En los tiempos oscuros de la dictadura, Caacupé era una de las pocas esperanzas de respirar el oxígeno de la libertad tras un año de abusos, clausuras, detenciones arbitrarias, exilios… Se esperaba con gran expectativa el mensaje central de la misa del 8 de diciembre, mientras se bebían casi clandestinamente las encendidas homilías del novenario.
Libertad, respeto a los derechos humanos, juego limpio en las urnas, recambio de dirigencias encallecidas en el poder eran las demandas más repetidas. La corrupción quedaba en un segundo plano, difuminada por un esquema totalitario que lo copaba todo.
Caído el régimen, recuperadas las libertades y agotadas las mieles de la transición, la corrupción, terminando de sacudirse los escombros de la dictadura, empezó a mostrar sus mil y una facetas. La reconstrucción institucional encaminada por la Constitución de 1992 puso de pie a la República y abrió ventanas de esperanza. Transcurridos 33 años de aquel momento inaugural, hay una sensación de desgaste porque las respuestas que se esperaban desde el amanecer de la democracia tardan en llegar, se tornan esquivas, parecen transformarse en otra cosa por el camino. Surgen nuevas amenazas, nuevas acechanzas, por ejemplo, contra la libertad de prensa.
Durante la dictadura, oponerse al régimen y denunciar la existencia de presos políticos garantizaba una respuesta contundente: cárcel, juicio arbitrario o exilio. Y en no pocos casos, desaparición.

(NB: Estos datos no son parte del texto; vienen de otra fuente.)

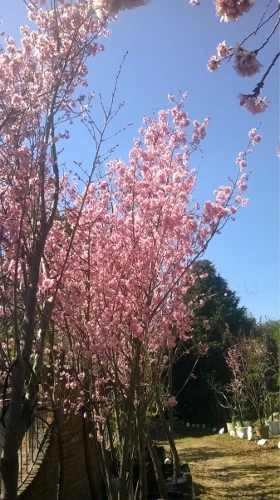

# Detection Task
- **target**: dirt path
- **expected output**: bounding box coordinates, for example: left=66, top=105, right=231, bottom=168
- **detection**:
left=172, top=433, right=280, bottom=499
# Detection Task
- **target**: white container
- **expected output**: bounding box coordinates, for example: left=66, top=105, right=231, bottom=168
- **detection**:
left=269, top=420, right=280, bottom=436
left=247, top=426, right=253, bottom=440
left=236, top=426, right=248, bottom=439
left=226, top=423, right=236, bottom=437
left=226, top=422, right=234, bottom=433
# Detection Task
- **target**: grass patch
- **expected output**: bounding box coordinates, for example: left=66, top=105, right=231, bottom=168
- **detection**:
left=161, top=433, right=280, bottom=498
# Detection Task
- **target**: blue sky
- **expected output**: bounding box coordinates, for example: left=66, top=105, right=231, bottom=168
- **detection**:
left=2, top=1, right=279, bottom=320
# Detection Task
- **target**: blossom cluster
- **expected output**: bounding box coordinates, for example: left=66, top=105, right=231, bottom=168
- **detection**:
left=0, top=1, right=108, bottom=142
left=189, top=0, right=255, bottom=21
left=207, top=40, right=232, bottom=72
left=44, top=101, right=259, bottom=385
left=92, top=0, right=147, bottom=19
left=215, top=0, right=255, bottom=22
left=233, top=47, right=261, bottom=77
left=208, top=43, right=261, bottom=80
left=0, top=0, right=110, bottom=312
left=239, top=94, right=268, bottom=114
left=198, top=0, right=273, bottom=115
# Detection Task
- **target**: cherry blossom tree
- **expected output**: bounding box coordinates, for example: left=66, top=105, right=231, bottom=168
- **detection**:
left=41, top=96, right=260, bottom=498
left=226, top=337, right=275, bottom=425
left=0, top=1, right=119, bottom=497
left=0, top=1, right=262, bottom=498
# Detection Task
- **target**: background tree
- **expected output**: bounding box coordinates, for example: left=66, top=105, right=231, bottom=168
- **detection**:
left=226, top=336, right=278, bottom=425
left=172, top=260, right=255, bottom=425
left=255, top=320, right=280, bottom=404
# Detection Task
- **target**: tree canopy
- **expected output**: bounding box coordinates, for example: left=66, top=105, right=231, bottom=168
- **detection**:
left=173, top=260, right=255, bottom=425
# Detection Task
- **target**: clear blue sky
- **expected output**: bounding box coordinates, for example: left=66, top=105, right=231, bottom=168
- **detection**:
left=2, top=1, right=279, bottom=320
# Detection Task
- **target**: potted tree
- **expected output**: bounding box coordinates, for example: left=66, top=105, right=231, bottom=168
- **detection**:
left=207, top=378, right=247, bottom=438
left=226, top=338, right=272, bottom=440
left=265, top=393, right=280, bottom=436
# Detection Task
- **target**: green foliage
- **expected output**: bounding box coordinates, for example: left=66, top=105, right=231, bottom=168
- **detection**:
left=226, top=337, right=279, bottom=424
left=173, top=260, right=255, bottom=425
left=184, top=260, right=255, bottom=345
left=255, top=320, right=280, bottom=392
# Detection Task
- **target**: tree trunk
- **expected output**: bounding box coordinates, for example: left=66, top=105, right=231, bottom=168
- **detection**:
left=147, top=435, right=168, bottom=500
left=82, top=416, right=104, bottom=500
left=1, top=411, right=30, bottom=500
left=0, top=360, right=33, bottom=500
left=160, top=415, right=180, bottom=480
left=1, top=455, right=18, bottom=500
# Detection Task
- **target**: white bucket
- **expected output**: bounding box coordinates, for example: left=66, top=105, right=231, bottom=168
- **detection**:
left=236, top=426, right=248, bottom=439
left=247, top=426, right=253, bottom=440
left=226, top=422, right=234, bottom=433
left=269, top=420, right=280, bottom=436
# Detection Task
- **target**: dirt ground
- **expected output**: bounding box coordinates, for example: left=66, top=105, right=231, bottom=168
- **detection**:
left=163, top=432, right=280, bottom=499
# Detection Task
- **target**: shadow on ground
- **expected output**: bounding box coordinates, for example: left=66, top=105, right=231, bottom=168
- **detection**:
left=162, top=433, right=280, bottom=499
left=191, top=457, right=280, bottom=498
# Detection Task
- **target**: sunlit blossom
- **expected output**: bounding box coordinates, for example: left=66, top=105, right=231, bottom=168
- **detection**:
left=239, top=94, right=268, bottom=114
left=234, top=47, right=261, bottom=77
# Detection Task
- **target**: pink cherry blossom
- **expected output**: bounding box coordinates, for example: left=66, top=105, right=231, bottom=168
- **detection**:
left=235, top=151, right=247, bottom=171
left=208, top=40, right=232, bottom=73
left=237, top=173, right=248, bottom=192
left=171, top=106, right=190, bottom=127
left=239, top=94, right=268, bottom=114
left=216, top=40, right=232, bottom=58
left=214, top=185, right=232, bottom=205
left=215, top=0, right=255, bottom=22
left=192, top=118, right=209, bottom=143
left=234, top=47, right=261, bottom=77
left=207, top=55, right=221, bottom=72
left=92, top=0, right=147, bottom=19
left=248, top=127, right=262, bottom=144
left=235, top=195, right=249, bottom=206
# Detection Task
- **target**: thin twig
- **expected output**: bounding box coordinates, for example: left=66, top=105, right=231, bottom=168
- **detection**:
left=255, top=16, right=280, bottom=54
left=253, top=51, right=280, bottom=96
left=240, top=4, right=280, bottom=47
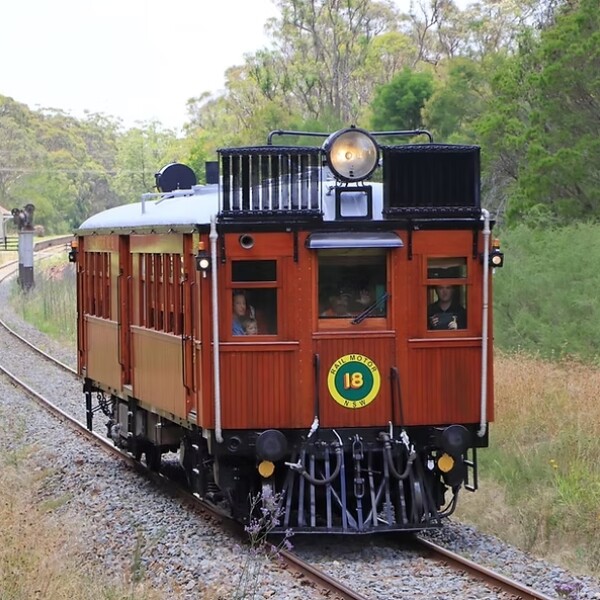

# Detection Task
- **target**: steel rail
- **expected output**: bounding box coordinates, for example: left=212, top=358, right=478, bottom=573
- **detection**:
left=278, top=547, right=369, bottom=600
left=0, top=314, right=76, bottom=374
left=416, top=536, right=556, bottom=600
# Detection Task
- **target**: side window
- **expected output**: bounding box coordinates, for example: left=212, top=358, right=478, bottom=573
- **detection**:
left=137, top=253, right=183, bottom=334
left=83, top=251, right=111, bottom=319
left=231, top=260, right=278, bottom=336
left=426, top=258, right=467, bottom=331
left=318, top=249, right=387, bottom=319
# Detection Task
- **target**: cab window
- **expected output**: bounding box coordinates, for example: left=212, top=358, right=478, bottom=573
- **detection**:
left=231, top=260, right=278, bottom=336
left=318, top=249, right=387, bottom=319
left=426, top=258, right=467, bottom=331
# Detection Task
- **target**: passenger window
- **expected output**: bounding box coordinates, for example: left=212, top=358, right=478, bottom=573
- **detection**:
left=426, top=258, right=467, bottom=331
left=318, top=249, right=387, bottom=319
left=231, top=260, right=278, bottom=336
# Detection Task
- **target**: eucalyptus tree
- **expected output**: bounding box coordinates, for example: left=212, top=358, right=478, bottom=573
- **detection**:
left=400, top=0, right=467, bottom=65
left=475, top=0, right=600, bottom=225
left=34, top=109, right=122, bottom=227
left=113, top=120, right=181, bottom=202
left=0, top=96, right=46, bottom=210
left=261, top=0, right=400, bottom=125
left=401, top=0, right=565, bottom=65
left=422, top=56, right=487, bottom=142
left=370, top=67, right=434, bottom=130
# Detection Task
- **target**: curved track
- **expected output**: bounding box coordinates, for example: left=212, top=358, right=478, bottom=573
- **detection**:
left=0, top=240, right=556, bottom=600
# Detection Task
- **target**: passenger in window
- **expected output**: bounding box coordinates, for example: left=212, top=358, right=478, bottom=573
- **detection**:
left=242, top=317, right=258, bottom=335
left=232, top=290, right=248, bottom=335
left=321, top=291, right=353, bottom=317
left=428, top=285, right=466, bottom=330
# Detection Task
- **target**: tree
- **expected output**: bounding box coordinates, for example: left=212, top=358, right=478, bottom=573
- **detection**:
left=264, top=0, right=398, bottom=124
left=475, top=0, right=600, bottom=224
left=422, top=57, right=487, bottom=142
left=370, top=67, right=434, bottom=130
left=0, top=96, right=46, bottom=209
left=114, top=121, right=181, bottom=202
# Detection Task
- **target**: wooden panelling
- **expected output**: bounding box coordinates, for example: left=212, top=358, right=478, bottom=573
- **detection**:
left=131, top=326, right=187, bottom=419
left=129, top=234, right=184, bottom=254
left=402, top=339, right=493, bottom=425
left=85, top=317, right=121, bottom=391
left=83, top=236, right=119, bottom=252
left=315, top=335, right=396, bottom=428
left=218, top=343, right=307, bottom=429
left=410, top=229, right=476, bottom=255
left=224, top=232, right=294, bottom=258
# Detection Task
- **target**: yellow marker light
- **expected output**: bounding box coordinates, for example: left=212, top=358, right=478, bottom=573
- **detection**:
left=71, top=240, right=78, bottom=249
left=258, top=460, right=275, bottom=478
left=198, top=240, right=205, bottom=251
left=437, top=453, right=455, bottom=473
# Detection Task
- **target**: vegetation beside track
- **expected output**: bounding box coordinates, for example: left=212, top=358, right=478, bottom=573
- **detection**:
left=0, top=411, right=160, bottom=600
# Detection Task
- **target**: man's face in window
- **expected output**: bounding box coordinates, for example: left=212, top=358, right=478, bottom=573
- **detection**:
left=331, top=294, right=350, bottom=315
left=436, top=286, right=453, bottom=303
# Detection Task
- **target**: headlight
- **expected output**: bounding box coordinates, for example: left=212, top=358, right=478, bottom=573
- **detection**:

Ahora, en democracia, investigar actos de defraudación pública, enriquecimiento ilícito o vínculos con el crimen organizado también tiene dos salidas: asesinato por encargo o juicio penal alegando difamación, calumnia, injuria, etc.
La maquinaria estronista de sojuzgar no mandaba mensajes, actuaba.
La maquinaria de corrupción de hoy es experta en amenazar, extorsionar y enjuiciar a medios y periodistas amparada en una legislación que equipara una investigación periodística rigurosa con una reyerta de futbolito entre solteros y casados.
Los enclaves de corrupción son tremendamente poderosos y con raíces que se hunden profundamente en el cuerpo social. Se ríen de una justicia timorata, de controles tibios y espantadizos. Sólo le temen a una cosa: un periodismo decidido a investigar y a sacar a la luz todo el pus acumulado.
El gran compromiso de la política decente es consolidar la libertad de prensa y librarla de las acechanzas que intentan llenarla de mordazas. Son otros tiempos y necesitamos otras leyes.